Mahn- und Gedenkstätte Düsseldorf
Highlights
- Mahn- und Gedenkstätte zeigt Dauerausstellung zu Düsseldorfer Kindern/Jugendlichen im Nationalsozialismus mit Biografien und historischen Orten.
- Sonderausstellung ‚gefährdet leben‘ dokumentiert Verfolgung queerer Menschen 1933–1945 mit Dokumenten, Fotos und englisch zugänglichen QR-Codes.
- Barrierefreier Zugang inkl. rollstuhlgerechtem WC; Führungen in einfacher Sprache und inklusive Angebote für Menschen mit Beeinträchtigungen.
Tipps
- Der rollstuhlgerechte Zugang ermöglicht einen barrierefreien Eintritt in die Gedenkstätte und erleichtert die Teilnahme für Besucher mit Mobilitätseinschränkungen.
- Ein rollstuhlgerechtes WC steht für die Nutzung während des Besuchs zur Verfügung und unterstützt die Inklusion aller Gäste.
Eigenschaften
Mahn- & Gedenkstätte Düsseldorf – Kulturausflug
Die Mahn- und Gedenkstätte Düsseldorf im Stadtbezirk 1 ist ein zentraler Ort der Erinnerungskultur und ein bedeutendes Museum für Lokalgeschichte. Sie widmet sich der Aufarbeitung der Verbrechen des Nationalsozialismus und setzt sich insbesondere mit den Schicksalen Düsseldorfer Kinder und Jugendlicher in dieser Zeit auseinander. Durch eine Kombination aus Dauer- und Sonderausstellungen bietet die Gedenkstätte tiefgehende Einblicke in die historischen Ereignisse und ihre lokalen Bezüge.

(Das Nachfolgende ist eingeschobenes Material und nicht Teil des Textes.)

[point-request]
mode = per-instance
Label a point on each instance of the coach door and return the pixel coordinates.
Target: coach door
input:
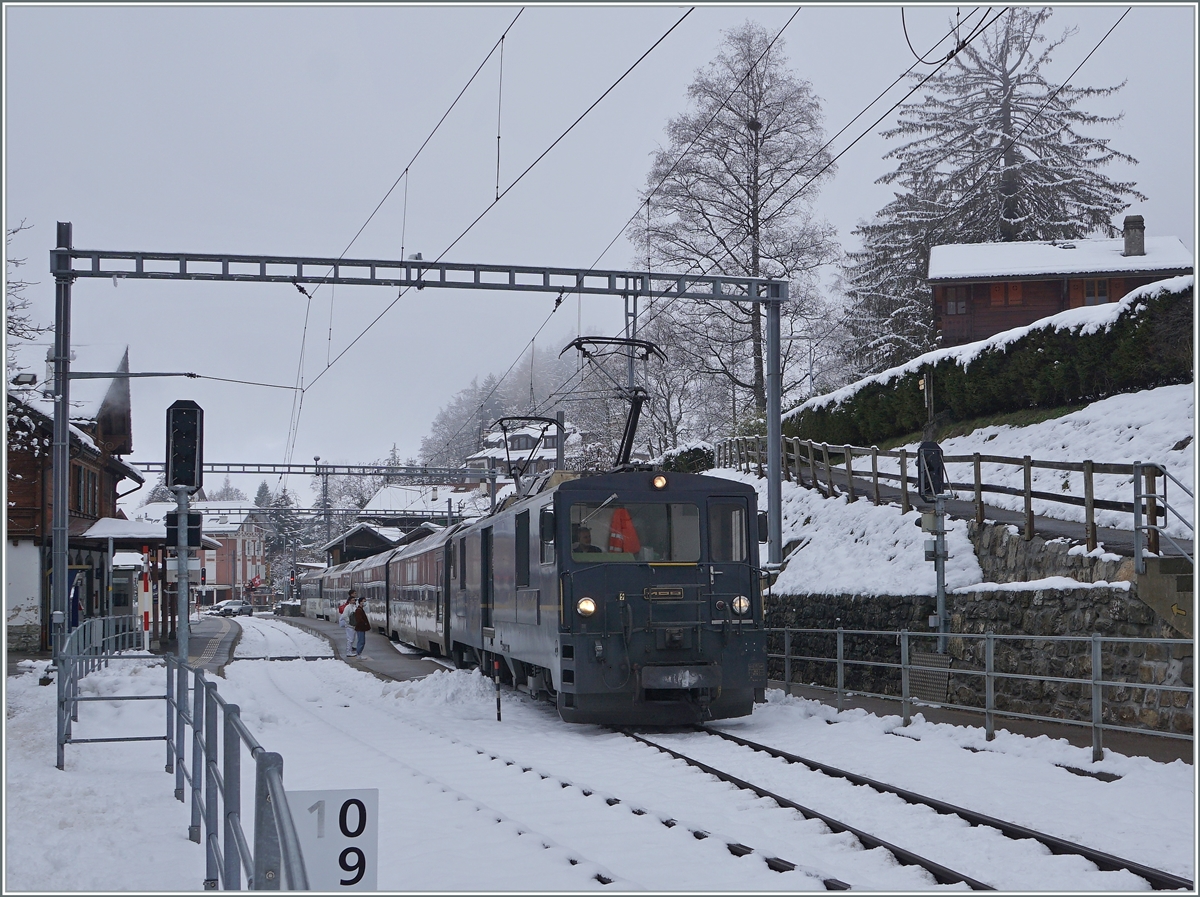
(447, 582)
(486, 584)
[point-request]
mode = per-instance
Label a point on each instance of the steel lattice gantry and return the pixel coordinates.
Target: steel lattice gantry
(69, 263)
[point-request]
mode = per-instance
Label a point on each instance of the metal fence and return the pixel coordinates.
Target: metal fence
(91, 645)
(215, 776)
(894, 670)
(817, 459)
(215, 786)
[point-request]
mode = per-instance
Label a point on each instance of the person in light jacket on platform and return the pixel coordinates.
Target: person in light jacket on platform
(346, 621)
(361, 627)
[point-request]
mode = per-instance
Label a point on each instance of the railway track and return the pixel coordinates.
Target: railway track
(1158, 879)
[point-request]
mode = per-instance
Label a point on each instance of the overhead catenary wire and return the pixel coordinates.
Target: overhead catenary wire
(402, 292)
(293, 428)
(959, 44)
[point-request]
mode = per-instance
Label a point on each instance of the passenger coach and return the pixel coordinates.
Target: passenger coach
(625, 597)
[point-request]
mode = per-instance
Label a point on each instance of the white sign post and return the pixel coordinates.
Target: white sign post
(340, 837)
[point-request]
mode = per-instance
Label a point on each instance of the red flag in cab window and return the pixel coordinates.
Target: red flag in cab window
(622, 535)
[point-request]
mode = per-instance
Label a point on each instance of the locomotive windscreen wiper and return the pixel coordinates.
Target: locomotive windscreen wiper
(598, 509)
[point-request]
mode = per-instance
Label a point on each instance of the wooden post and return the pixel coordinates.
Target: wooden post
(1151, 509)
(875, 471)
(1089, 506)
(978, 491)
(1029, 498)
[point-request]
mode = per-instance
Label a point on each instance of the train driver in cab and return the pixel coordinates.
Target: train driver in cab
(583, 541)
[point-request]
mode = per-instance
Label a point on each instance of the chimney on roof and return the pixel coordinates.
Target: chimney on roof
(1135, 235)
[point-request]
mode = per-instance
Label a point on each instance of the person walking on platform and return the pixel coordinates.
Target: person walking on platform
(361, 627)
(345, 614)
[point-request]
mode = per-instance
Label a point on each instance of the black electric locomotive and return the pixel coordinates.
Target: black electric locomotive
(627, 597)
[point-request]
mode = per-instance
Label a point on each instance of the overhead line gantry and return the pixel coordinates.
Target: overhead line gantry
(69, 264)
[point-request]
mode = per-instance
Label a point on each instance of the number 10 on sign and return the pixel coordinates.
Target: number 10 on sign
(340, 837)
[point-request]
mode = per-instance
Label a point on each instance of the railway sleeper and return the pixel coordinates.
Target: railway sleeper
(1158, 879)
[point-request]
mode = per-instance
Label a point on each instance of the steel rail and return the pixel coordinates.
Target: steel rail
(1158, 879)
(942, 874)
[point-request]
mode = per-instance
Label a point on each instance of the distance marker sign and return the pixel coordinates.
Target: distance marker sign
(340, 837)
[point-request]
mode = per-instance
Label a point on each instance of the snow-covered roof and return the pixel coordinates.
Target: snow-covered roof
(148, 530)
(45, 409)
(970, 262)
(389, 534)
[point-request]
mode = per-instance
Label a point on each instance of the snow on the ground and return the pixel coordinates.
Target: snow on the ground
(1084, 320)
(1135, 427)
(258, 639)
(453, 818)
(858, 548)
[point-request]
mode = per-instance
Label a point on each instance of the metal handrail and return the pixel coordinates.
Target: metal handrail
(1096, 681)
(215, 783)
(1152, 529)
(93, 644)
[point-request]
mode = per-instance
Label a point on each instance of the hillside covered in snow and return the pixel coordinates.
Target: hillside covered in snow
(859, 548)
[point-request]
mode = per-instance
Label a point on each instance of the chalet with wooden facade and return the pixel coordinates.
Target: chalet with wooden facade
(100, 434)
(982, 289)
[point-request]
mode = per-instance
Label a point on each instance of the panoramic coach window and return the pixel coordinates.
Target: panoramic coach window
(522, 549)
(637, 531)
(727, 540)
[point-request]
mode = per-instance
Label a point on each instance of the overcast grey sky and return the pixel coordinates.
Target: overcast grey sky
(277, 130)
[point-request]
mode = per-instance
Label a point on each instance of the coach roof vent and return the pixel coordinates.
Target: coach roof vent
(1135, 235)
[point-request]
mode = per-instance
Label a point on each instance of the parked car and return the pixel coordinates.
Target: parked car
(238, 608)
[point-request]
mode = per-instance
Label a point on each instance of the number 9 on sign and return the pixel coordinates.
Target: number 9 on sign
(339, 835)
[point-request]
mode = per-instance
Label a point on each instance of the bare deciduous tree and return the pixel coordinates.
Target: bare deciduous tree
(732, 193)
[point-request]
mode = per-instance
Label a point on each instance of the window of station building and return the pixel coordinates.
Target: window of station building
(1007, 294)
(522, 549)
(1096, 293)
(955, 299)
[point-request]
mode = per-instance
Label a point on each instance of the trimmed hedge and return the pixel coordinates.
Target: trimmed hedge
(1147, 345)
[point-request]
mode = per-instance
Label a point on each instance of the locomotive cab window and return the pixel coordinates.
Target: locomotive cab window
(607, 531)
(727, 533)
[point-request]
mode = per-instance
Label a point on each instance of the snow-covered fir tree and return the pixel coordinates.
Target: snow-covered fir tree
(993, 151)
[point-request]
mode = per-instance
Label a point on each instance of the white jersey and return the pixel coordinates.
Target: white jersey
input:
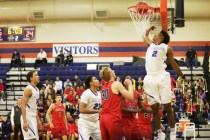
(155, 58)
(31, 107)
(93, 101)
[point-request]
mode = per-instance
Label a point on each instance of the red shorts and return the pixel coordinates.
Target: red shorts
(111, 127)
(58, 131)
(130, 129)
(146, 131)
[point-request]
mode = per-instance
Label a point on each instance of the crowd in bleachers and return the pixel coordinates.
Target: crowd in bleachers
(190, 98)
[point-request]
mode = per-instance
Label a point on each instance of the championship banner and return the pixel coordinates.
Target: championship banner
(76, 49)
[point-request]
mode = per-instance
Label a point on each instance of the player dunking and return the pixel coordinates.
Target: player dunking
(157, 81)
(29, 116)
(58, 124)
(112, 93)
(90, 106)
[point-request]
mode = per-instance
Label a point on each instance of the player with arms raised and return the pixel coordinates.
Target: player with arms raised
(90, 106)
(157, 81)
(29, 116)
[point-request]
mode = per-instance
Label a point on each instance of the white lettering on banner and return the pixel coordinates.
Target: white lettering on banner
(76, 49)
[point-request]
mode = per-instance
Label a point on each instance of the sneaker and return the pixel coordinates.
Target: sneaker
(161, 136)
(173, 135)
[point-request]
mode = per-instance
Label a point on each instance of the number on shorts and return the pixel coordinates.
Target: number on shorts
(105, 94)
(154, 54)
(97, 106)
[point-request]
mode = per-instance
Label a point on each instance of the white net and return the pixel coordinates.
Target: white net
(141, 19)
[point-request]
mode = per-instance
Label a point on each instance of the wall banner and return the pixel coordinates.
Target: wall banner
(76, 49)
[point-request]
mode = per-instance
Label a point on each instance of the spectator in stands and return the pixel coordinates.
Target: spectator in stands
(49, 79)
(1, 89)
(42, 92)
(15, 60)
(6, 128)
(67, 91)
(70, 108)
(80, 90)
(15, 119)
(69, 59)
(191, 58)
(46, 84)
(59, 60)
(68, 82)
(59, 85)
(173, 83)
(202, 95)
(41, 108)
(140, 81)
(77, 81)
(140, 90)
(41, 58)
(118, 79)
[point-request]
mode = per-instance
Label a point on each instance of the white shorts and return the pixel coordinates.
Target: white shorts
(87, 129)
(32, 132)
(158, 88)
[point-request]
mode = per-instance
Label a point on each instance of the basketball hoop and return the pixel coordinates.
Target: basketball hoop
(141, 16)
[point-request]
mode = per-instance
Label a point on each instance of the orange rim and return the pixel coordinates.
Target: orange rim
(143, 7)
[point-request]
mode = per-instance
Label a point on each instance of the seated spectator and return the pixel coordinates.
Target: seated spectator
(41, 58)
(50, 81)
(191, 58)
(68, 82)
(59, 60)
(15, 60)
(69, 59)
(1, 89)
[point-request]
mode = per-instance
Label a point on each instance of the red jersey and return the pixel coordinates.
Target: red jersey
(58, 114)
(145, 118)
(111, 103)
(130, 104)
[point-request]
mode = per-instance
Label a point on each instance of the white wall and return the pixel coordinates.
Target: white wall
(105, 31)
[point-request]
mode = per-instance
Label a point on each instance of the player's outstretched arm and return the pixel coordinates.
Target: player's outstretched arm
(173, 63)
(26, 95)
(146, 38)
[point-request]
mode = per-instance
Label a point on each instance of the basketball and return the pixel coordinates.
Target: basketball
(141, 10)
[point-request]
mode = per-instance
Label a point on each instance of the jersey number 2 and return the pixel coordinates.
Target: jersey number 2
(154, 54)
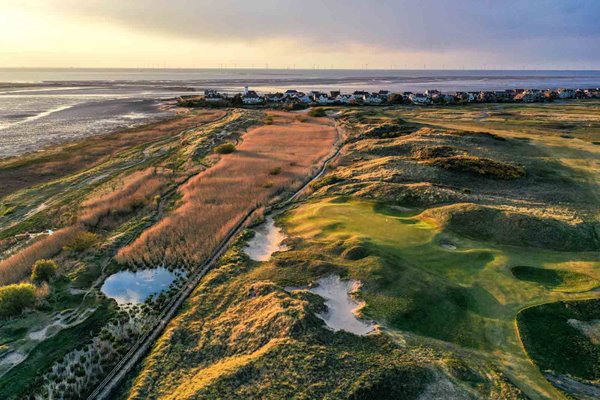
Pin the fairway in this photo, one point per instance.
(435, 284)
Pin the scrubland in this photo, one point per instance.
(77, 204)
(454, 227)
(473, 232)
(215, 200)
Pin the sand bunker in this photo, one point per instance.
(266, 241)
(341, 307)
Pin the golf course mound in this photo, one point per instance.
(555, 279)
(393, 129)
(479, 166)
(422, 194)
(513, 228)
(556, 338)
(356, 252)
(434, 152)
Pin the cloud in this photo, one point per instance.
(511, 30)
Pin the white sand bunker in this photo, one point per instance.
(266, 241)
(341, 307)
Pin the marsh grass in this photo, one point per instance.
(215, 200)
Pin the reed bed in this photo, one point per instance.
(18, 266)
(216, 199)
(138, 190)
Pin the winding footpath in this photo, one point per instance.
(143, 344)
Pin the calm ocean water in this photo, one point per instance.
(39, 107)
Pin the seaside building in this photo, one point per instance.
(251, 97)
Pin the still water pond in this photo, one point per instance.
(135, 287)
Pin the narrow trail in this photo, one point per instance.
(141, 347)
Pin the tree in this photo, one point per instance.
(16, 298)
(43, 271)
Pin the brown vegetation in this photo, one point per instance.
(20, 172)
(139, 190)
(479, 166)
(18, 266)
(216, 199)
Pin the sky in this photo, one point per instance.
(373, 34)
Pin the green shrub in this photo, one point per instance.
(43, 271)
(16, 298)
(275, 171)
(225, 148)
(317, 112)
(325, 181)
(82, 242)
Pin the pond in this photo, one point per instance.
(135, 287)
(342, 309)
(267, 240)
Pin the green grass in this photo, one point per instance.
(559, 280)
(20, 379)
(556, 345)
(411, 281)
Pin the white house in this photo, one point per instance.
(344, 98)
(359, 94)
(419, 98)
(291, 93)
(211, 96)
(372, 99)
(303, 98)
(324, 99)
(565, 93)
(251, 97)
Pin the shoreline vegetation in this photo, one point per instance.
(451, 221)
(296, 100)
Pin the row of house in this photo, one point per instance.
(251, 97)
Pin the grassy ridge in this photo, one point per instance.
(555, 344)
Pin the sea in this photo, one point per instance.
(41, 107)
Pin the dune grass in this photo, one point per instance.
(556, 279)
(434, 284)
(557, 345)
(215, 200)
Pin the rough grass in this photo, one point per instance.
(555, 344)
(215, 200)
(18, 381)
(513, 228)
(138, 190)
(479, 166)
(20, 172)
(243, 337)
(556, 279)
(19, 265)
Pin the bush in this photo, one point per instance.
(43, 271)
(317, 112)
(16, 298)
(82, 242)
(225, 148)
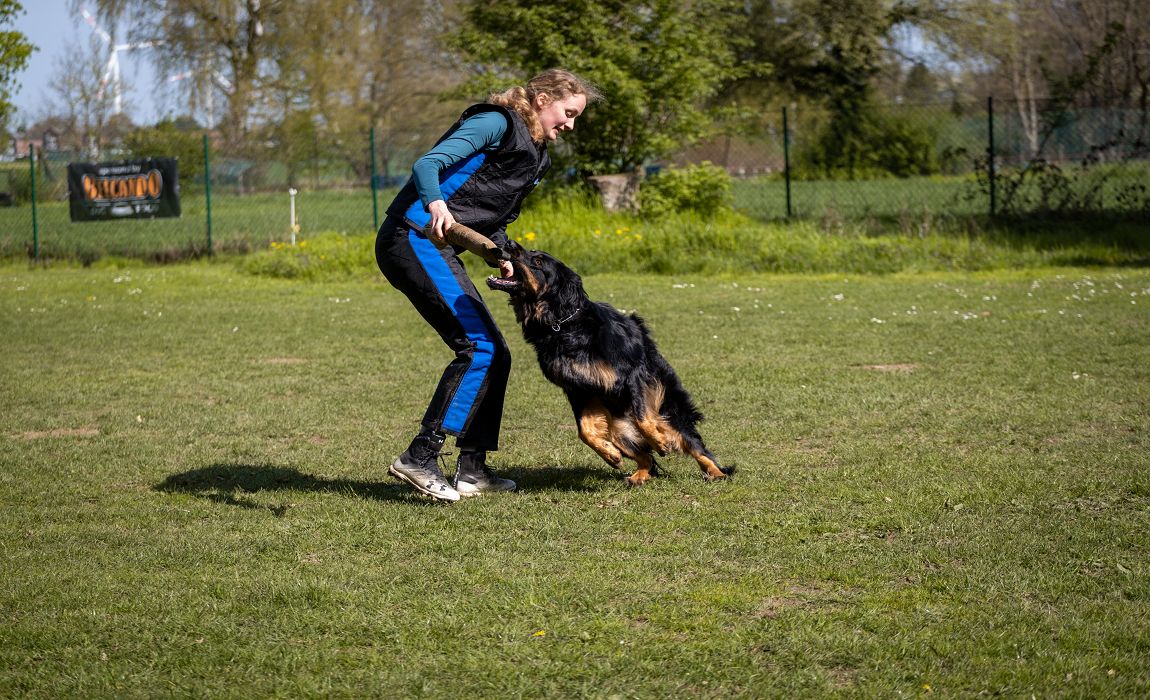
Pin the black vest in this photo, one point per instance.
(485, 190)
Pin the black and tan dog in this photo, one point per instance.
(628, 401)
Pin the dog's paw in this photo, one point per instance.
(637, 479)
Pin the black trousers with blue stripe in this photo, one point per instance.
(468, 401)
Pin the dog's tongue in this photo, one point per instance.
(501, 284)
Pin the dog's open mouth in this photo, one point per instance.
(503, 284)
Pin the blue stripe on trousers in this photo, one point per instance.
(467, 392)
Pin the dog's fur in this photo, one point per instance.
(628, 401)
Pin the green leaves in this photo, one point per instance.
(657, 63)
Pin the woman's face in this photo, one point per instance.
(558, 115)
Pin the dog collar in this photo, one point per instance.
(557, 327)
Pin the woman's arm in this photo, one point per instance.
(478, 132)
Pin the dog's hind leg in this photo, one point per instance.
(692, 445)
(644, 470)
(654, 428)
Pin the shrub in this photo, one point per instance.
(700, 189)
(872, 143)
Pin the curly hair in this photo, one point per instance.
(556, 83)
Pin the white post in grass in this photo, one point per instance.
(294, 227)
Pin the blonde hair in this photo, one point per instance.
(556, 83)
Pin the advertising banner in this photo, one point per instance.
(137, 189)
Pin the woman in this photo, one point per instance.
(477, 175)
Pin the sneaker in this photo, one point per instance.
(418, 467)
(474, 477)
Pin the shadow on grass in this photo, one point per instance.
(231, 484)
(562, 478)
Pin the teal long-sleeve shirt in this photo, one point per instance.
(482, 131)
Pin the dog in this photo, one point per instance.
(627, 399)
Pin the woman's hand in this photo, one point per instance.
(441, 221)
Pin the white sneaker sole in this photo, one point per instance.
(450, 495)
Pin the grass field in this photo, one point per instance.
(948, 210)
(943, 491)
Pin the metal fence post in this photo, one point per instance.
(787, 161)
(375, 197)
(207, 189)
(36, 227)
(990, 152)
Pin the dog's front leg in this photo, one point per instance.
(595, 430)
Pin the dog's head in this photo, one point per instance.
(542, 289)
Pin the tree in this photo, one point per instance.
(656, 61)
(335, 78)
(15, 52)
(78, 99)
(220, 43)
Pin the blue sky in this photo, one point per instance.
(50, 25)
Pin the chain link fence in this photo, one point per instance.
(899, 166)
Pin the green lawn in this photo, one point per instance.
(943, 490)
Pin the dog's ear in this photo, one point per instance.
(568, 289)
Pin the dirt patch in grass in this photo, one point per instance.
(901, 368)
(283, 361)
(59, 432)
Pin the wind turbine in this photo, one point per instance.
(112, 72)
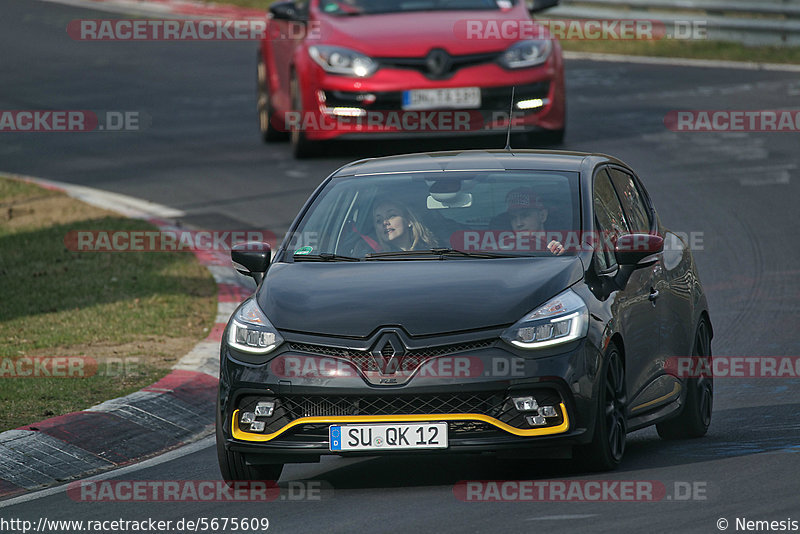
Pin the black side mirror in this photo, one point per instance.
(633, 248)
(284, 11)
(534, 6)
(630, 250)
(251, 259)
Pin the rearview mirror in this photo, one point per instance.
(633, 248)
(284, 11)
(251, 259)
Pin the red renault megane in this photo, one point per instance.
(332, 68)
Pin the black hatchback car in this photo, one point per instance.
(523, 303)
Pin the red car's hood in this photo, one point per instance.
(415, 34)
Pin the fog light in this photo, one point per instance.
(265, 408)
(248, 417)
(536, 420)
(525, 404)
(548, 411)
(257, 426)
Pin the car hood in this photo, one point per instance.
(415, 34)
(422, 296)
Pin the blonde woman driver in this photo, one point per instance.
(399, 228)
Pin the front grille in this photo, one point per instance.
(493, 404)
(420, 63)
(331, 406)
(427, 352)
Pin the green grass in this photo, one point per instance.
(690, 49)
(143, 308)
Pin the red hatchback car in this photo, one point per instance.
(332, 68)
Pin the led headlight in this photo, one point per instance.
(251, 331)
(344, 61)
(526, 54)
(562, 319)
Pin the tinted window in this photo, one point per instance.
(635, 209)
(608, 215)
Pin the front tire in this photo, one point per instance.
(302, 148)
(607, 447)
(695, 417)
(269, 134)
(233, 467)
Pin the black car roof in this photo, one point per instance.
(473, 160)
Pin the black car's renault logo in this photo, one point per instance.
(388, 352)
(438, 62)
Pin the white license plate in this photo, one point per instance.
(388, 437)
(458, 98)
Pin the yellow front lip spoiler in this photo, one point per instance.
(348, 419)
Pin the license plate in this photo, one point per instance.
(388, 437)
(458, 98)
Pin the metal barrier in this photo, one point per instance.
(752, 22)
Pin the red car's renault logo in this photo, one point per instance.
(387, 353)
(438, 62)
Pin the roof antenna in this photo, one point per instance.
(510, 113)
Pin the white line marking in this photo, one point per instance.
(191, 448)
(560, 517)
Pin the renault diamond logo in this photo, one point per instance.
(438, 62)
(388, 353)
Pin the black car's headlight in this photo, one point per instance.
(338, 60)
(251, 331)
(562, 319)
(526, 54)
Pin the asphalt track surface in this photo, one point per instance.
(202, 154)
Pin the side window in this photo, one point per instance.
(609, 217)
(635, 210)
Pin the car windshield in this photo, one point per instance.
(365, 7)
(419, 215)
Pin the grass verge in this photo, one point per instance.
(120, 320)
(718, 50)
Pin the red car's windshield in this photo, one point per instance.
(365, 7)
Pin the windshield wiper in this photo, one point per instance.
(323, 256)
(441, 252)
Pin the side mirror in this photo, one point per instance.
(534, 6)
(283, 11)
(251, 259)
(633, 248)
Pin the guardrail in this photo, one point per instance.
(767, 22)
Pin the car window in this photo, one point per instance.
(609, 216)
(492, 211)
(635, 210)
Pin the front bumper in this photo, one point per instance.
(477, 407)
(337, 106)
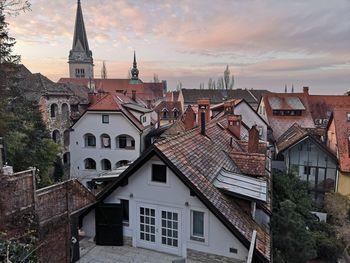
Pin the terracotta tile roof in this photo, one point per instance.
(200, 158)
(218, 96)
(281, 124)
(114, 102)
(342, 133)
(169, 105)
(321, 106)
(144, 90)
(290, 137)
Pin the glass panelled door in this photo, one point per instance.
(159, 228)
(170, 231)
(148, 224)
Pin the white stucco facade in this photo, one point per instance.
(91, 123)
(172, 197)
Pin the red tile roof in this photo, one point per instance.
(280, 124)
(200, 158)
(144, 90)
(342, 133)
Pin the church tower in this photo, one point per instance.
(80, 59)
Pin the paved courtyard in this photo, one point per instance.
(90, 253)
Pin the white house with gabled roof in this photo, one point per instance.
(108, 135)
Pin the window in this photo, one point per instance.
(56, 136)
(90, 140)
(106, 165)
(105, 141)
(90, 164)
(65, 111)
(197, 225)
(125, 142)
(158, 173)
(53, 110)
(125, 206)
(307, 167)
(105, 118)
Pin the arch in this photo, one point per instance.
(56, 136)
(165, 113)
(89, 140)
(106, 165)
(121, 163)
(53, 110)
(105, 141)
(66, 158)
(125, 141)
(176, 113)
(65, 111)
(89, 164)
(66, 138)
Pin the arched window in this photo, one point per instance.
(176, 113)
(165, 113)
(66, 158)
(125, 142)
(90, 164)
(56, 136)
(66, 138)
(105, 141)
(89, 140)
(65, 111)
(53, 110)
(106, 164)
(121, 163)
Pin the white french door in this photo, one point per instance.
(159, 228)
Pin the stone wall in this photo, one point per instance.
(209, 258)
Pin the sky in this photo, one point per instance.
(266, 43)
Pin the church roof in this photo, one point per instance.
(80, 36)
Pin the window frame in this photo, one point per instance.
(105, 121)
(196, 238)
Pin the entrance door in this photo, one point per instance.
(159, 228)
(109, 224)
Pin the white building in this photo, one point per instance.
(178, 197)
(109, 134)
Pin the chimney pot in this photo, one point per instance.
(234, 125)
(253, 140)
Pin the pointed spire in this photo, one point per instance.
(80, 36)
(134, 70)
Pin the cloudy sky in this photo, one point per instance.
(266, 43)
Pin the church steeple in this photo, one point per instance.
(80, 57)
(134, 72)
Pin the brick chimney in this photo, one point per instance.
(234, 125)
(189, 118)
(229, 107)
(203, 106)
(253, 141)
(92, 96)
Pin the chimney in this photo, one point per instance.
(203, 106)
(92, 96)
(234, 125)
(189, 118)
(253, 141)
(202, 122)
(229, 107)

Ein zentraler Bestandteil der Ausstellung ist die Dauerpräsentation *„Düsseldorfer Kinder und Jugendliche im Nationalsozialismus“*, die das vielfältige Leben junger Menschen in den 1930er Jahren zeigt. Die Schau beleuchtet dabei sowohl Alltagserfahrungen als auch die dramatischen Folgen der NS-Diktatur. Besonders eindrücklich sind die Biografien, die anhand von Dokumenten, Fotografien und persönlichen Zeugnissen nachvollziehbar werden. Die Ausstellung ist barrierefrei zugänglich und bietet Führungen in leicht verständlicher Sprache sowie inklusive Angebote für Menschen mit unterschiedlichen Bedürfnissen.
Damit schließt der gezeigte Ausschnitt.